De forma parecida, o art. 41 da Lei de Drogas prevê a possibilidade do benefício para o indiciado ou acusado que colaborar voluntariamente com a investigação policial e o processo criminal na identificação dos demais coautores ou partícipes do delito e na recuperação total ou parcial do produto do crime. Para esta pessoa, no caso de condenação, haverá a redução da pena de um a dois terços.

A norma estabelece dois requisitos para a redução da pena:

1º) colaboração voluntária; e

2º) eficiência, consubstanciada na identificação dos demais coautores ou partícipes do crime e na recuperação total ou parcial do produto do delito.

Os requisitos são cumulativos. Assim, ausente qualquer um deles, o benefício não poderá ser concedido.

Note-se que a colaboração não necessita ser espontânea, contentando-se a norma com a sua voluntariedade. Assim, mesmo que a ideia de colaborar parta de outra pessoa, ou mesmo de pedido ou sugestão da autoridade, poderá o colaborador ser merecedor do benefício.

Também há necessidade de que a colaboração leve ao esclarecimento dos demais participantes do crime e, havendo produto, que ele seja recuperado, mesmo que parcialmente.

No que tange ao produto, há de ser interpretado em seu sentido amplo, englobando o proveito do crime. Assim, não só a droga (produto direto ou instrumento do crime, dependendo da hipótese), mas também o indireto, chamado de proveito pela maioria da doutrina, que, no caso, é a vantagem auferida pelo sujeito ou por terceiros com a prática do delito.

A colaboração deverá perdurar desde o início das investigações policiais até o fim do processo. Caso o indiciado ou acusado aja de má-fé e deixe de colaborar, o benefício não será concedido. Somente será o caso de aplicar a redução da pena quando a colaboração for eficaz e realmente ajudar nas investigações e no processo.

Mesmo que a colaboração se inicie no decorrer do processo, mas seja eficiente e leve à identificação dos demais participantes e na recuperação do produto do crime (quando houver), embora parcialmente, poderá o Magistrado reduzir a pena do colaborador no caso de condenação. O que não se faz possível é haver o início da colaboração e posterior retratação, o que denota má-fé e impede a concessão do benefício, no caso de condenação. Aliás, não há previsão na Lei de Drogas para a delação premiada após o trânsito em julgado da sentença condenatória.

Como parâmetro para a redução da pena o Magistrado deverá levar em consideração a eficiência e presteza na colaboração. Assim, quanto maior a contribuição causal do agente maior será a diminuição da pena e vice-versa.
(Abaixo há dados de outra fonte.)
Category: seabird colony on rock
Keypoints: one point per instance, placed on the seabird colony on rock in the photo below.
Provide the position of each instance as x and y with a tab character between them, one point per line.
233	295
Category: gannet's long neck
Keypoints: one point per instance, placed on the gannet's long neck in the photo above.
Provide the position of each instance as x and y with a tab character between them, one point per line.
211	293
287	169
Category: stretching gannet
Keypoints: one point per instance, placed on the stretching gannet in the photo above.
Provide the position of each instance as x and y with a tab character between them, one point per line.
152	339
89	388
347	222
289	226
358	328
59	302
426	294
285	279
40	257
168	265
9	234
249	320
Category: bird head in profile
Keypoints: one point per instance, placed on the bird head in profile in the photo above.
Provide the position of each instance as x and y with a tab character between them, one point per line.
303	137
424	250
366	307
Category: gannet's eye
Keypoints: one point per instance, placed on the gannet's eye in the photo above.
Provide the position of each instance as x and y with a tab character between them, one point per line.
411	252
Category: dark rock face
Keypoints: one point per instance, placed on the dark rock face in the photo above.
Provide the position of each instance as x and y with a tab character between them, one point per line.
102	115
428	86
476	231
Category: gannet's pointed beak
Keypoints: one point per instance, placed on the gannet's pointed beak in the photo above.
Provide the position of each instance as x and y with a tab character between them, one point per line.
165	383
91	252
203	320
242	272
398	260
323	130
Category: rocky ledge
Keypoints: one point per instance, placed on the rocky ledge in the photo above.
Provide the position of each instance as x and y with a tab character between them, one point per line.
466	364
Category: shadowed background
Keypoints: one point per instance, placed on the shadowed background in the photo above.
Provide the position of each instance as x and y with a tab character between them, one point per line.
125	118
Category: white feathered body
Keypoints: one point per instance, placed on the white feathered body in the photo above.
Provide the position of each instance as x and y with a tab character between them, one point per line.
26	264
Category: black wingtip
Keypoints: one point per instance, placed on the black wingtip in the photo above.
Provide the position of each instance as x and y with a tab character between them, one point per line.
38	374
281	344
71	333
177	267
O redutor é aplicável aos crimes relacionados a drogas e descritos na respectiva lei, e se trata de causa obrigatória de diminuição de pena quando presentes seus requisitos, não ficando, assim, a critério do juiz sua aplicação ou não.

Para complementar todas estas leis especiais devem ser aplicadas subsidiariamente as regras dos arts. 3º-A a 7º da Lei 12.850/2013.

A colaboração premiada é negócio jurídico processual, ou seja, de acordo, além de meio de obtenção de prova, que para sua celebração exige utilidade e interesse públicos (art. 3º-A, da Lei nº 12.850/2013).

Uma das regras que deve ser observada pelas partes envolvidas é a confidencialidade, que deve vigorar desde o recebimento da proposta para a formalização do acordo, que constitui o marco do início das negociações, até o levantamento do sigilo mediante decisão judicial. A divulgação das tratativas iniciais ou de documentos que formalizem a proposta constitui violação do sigilo, além de quebra de confiança e da boa-fé (art. 3º-B, “caput”, da Lei 12.850/2013).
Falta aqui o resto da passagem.